Using Unicode directional formatting characters in file names

English support forum

Moderators: white, Hacker, petermad, Stefan2

Post Reply
misvin
Member
Member
Posts: 112
Joined: 2010-08-14, 11:25 UTC

Using Unicode directional formatting characters in file names

Post by *misvin »

The Unicode standard is constantly being updated. The latest version 13.0 was released in March 2020. Please note that often in new versions of Unicode standard not only new characters are added, but also changes occur in various algorithms that are an integral part of the standard itself.

I want to get answers to the following questions:
1. What version of Unicode standard is used in Windows 10 21H1 and Total Commander 10.0?
2. Does Total Commander 10.0 in Windows 10 21H1 support Explicit Directional Isolate Formatting Characters: LRI, RLI, FSI, PDI, which appeared in version 6.3 of the Unicode standard?

Unicode Bidirectional Algorithm recommends to use the Explicit Directional Isolate Formatting Characters (LRI, RLI, FSI, PDI) instead of Explicit Directional Embedding and Override Formatting Characters (LRE, RLE, LRO, RLO, PDF):
Although the term embedding is used for some explicit formatting characters, the text within the scope of the embedding formatting characters is not independent of the surrounding text. Characters within an embedding can affect the ordering of characters outside, and vice versa. This is not the case with the isolate formatting characters, however. Characters within an isolate cannot affect the ordering of characters outside it, or vice versa.
Explicit Directional Overrides
The following characters allow the bidirectional character types to be overridden when required for special cases, such as for part numbers. They are to be avoided wherever possible, because of security concerns.
Sometimes I use bidirectional file names: a mixture of right-to-left (Hebrew) and left-to-right text (English).
I have no problems with using of non-recommended Explicit Directional Embedding and Override Formatting Characters (LRE, RLE, LRO, RLO, PDF), but recommended Explicit Directional Isolate Formatting Characters (LRI, RLI, FSI, PDI) don't affect the ordering of characters.

Thanks.
User avatar
milo1012
Power Member
Power Member
Posts: 1158
Joined: 2012-02-02, 19:23 UTC

Re: Using Unicode directional formatting characters in file names

Post by *milo1012 »

I think that basically Windows 10 is able to deal with Unicode 7.0 when it comes to "algorithms".
https://docs.microsoft.com/en-us/globalization/input/font-support#_Windows_10
And from what I can see over the past years: the only major additions to the Unicode standard after version 7 (besides some added scripts) were more an more emojis with every version, but I don't think that the basic bidi algorithm ("directional rules") changed significantly since then (which is doubtful anyway, since it would break compatibility, and even the change from 6.3 to 7.0 was minor).
I did a basic check for Windows bidi capabilities some time ago, and even with default GDI they were quite "complete", already on Windows 7.

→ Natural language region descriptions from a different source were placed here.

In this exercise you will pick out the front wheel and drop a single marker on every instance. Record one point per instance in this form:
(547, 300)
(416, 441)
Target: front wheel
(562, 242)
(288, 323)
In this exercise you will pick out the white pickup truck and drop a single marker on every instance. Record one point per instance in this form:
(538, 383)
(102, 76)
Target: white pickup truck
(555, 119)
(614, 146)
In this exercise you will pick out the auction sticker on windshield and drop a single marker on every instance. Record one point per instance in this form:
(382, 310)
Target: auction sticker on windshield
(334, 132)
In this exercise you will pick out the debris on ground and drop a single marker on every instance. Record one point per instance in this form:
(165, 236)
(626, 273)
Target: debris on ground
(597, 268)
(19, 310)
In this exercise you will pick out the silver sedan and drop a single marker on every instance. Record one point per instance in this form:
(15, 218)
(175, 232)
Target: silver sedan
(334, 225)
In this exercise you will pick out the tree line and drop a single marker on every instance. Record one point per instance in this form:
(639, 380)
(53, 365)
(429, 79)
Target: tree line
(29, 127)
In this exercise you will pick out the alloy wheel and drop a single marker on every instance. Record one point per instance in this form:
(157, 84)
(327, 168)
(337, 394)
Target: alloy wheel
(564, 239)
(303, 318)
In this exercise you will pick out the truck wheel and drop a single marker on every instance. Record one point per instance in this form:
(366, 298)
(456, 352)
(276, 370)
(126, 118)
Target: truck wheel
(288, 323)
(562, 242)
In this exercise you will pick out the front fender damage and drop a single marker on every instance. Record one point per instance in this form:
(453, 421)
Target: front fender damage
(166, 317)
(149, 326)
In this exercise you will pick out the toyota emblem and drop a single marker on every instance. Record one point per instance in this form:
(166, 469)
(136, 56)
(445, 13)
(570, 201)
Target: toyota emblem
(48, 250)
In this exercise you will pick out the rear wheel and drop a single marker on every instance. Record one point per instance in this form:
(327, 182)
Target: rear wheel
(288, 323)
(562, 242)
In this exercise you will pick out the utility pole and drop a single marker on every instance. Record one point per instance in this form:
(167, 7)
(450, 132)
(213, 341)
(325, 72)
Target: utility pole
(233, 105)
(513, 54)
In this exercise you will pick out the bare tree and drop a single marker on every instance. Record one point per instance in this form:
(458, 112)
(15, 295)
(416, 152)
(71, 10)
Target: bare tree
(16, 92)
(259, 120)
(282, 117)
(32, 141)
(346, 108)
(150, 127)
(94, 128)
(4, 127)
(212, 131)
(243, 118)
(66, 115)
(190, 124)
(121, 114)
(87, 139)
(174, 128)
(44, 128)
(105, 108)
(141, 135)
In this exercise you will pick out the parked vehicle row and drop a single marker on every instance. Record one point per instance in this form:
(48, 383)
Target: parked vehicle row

Concerning TC: Christian is probably able to answer this in more detail, but I'm pretty sure that TC does not have any own text render facility itself, but entirely relies on the Windows API functions. I.e. this is either standard GDI or Uniscribe (not sure about DirectWrite on Windows8+). So you can't say that TC follows a specific Unicode standard, but this depends on the API and therefore the Windows version at hand.
At some places TC seems to explicitely use Uniscribe. See e.g. TC's history:
25.02.20 Added: Lister: Use Uniscribe for all languages, even when not needed, by setting wincmd.ini [Lister] Uniscribe=2 (32/64)
However, be aware that TC has some built in checks for potentially dangerous bidi marker combinations in filenames:
https://www.ghisler.ch/board/viewtopic.php?f=15&t=46465
TC plugins: PCREsearch and RegXtract
misvin
Member
Member
Posts: 112
Joined: 2010-08-14, 11:25 UTC

Re: Using Unicode directional formatting characters in file names

Post by *misvin »

2milo1012

Thanks for the info about Script and Font Support in Windows.

However, this document does not contain any information on support for Explicit Directional Isolate Formatting Characters (LRI, RLI, FSI, PDI) which appeared in version 6.3 of the Unicode standard.
Have you tried using these characters in bidirectional file names on Windows 10 21H1?
User avatar
Horst.Epp
Power Member
Power Member
Posts: 6450
Joined: 2003-02-06, 17:36 UTC
Location: Germany

Re: Using Unicode directional formatting characters in file names

Post by *Horst.Epp »

misvin wrote: 2021-08-14, 14:21 UTC 2milo1012

Thanks for the info about Script and Font Support in Windows.

However, this document does not contain any information on support for Explicit Directional Isolate Formatting Characters (LRI, RLI, FSI, PDI) which appeared in version 6.3 of the Unicode standard.
Have you tried using these characters in bidirectional file names on Windows 10 21H1?
Not many users will have the expirience to answer this questions.
If you have a need for it why don't you just try it out ?
Windows 11 Home x64 Version 23H2 (OS Build 22631.3374)
TC 11.03 x64 / x86
Everything 1.5.0.1371a (x64), Everything Toolbar 1.3.2, Listary Pro 6.3.0.69
QAP 11.6.3.2 x64
misvin
Member
Member
Posts: 112
Joined: 2010-08-14, 11:25 UTC

Re: Using Unicode directional formatting characters in file names

Post by *misvin »

Horst.Epp wrote: 2021-08-14, 15:13 UTC If you have a need for it why don't you just try it out ?
I have tried...
In my original post, I have described the problem:
misvin wrote: 2021-08-13, 19:47 UTCI have no problems with using of non-recommended Explicit Directional Embedding and Override Formatting Characters (LRE, RLE, LRO, RLO, PDF), but recommended Explicit Directional Isolate Formatting Characters (LRI, RLI, FSI, PDI) don't affect the ordering of characters.
User avatar
ghisler(Author)
Site Admin
Site Admin
Posts: 48021
Joined: 2003-02-04, 09:46 UTC
Location: Switzerland
Contact:

Re: Using Unicode directional formatting characters in file names

Post by *ghisler(Author) »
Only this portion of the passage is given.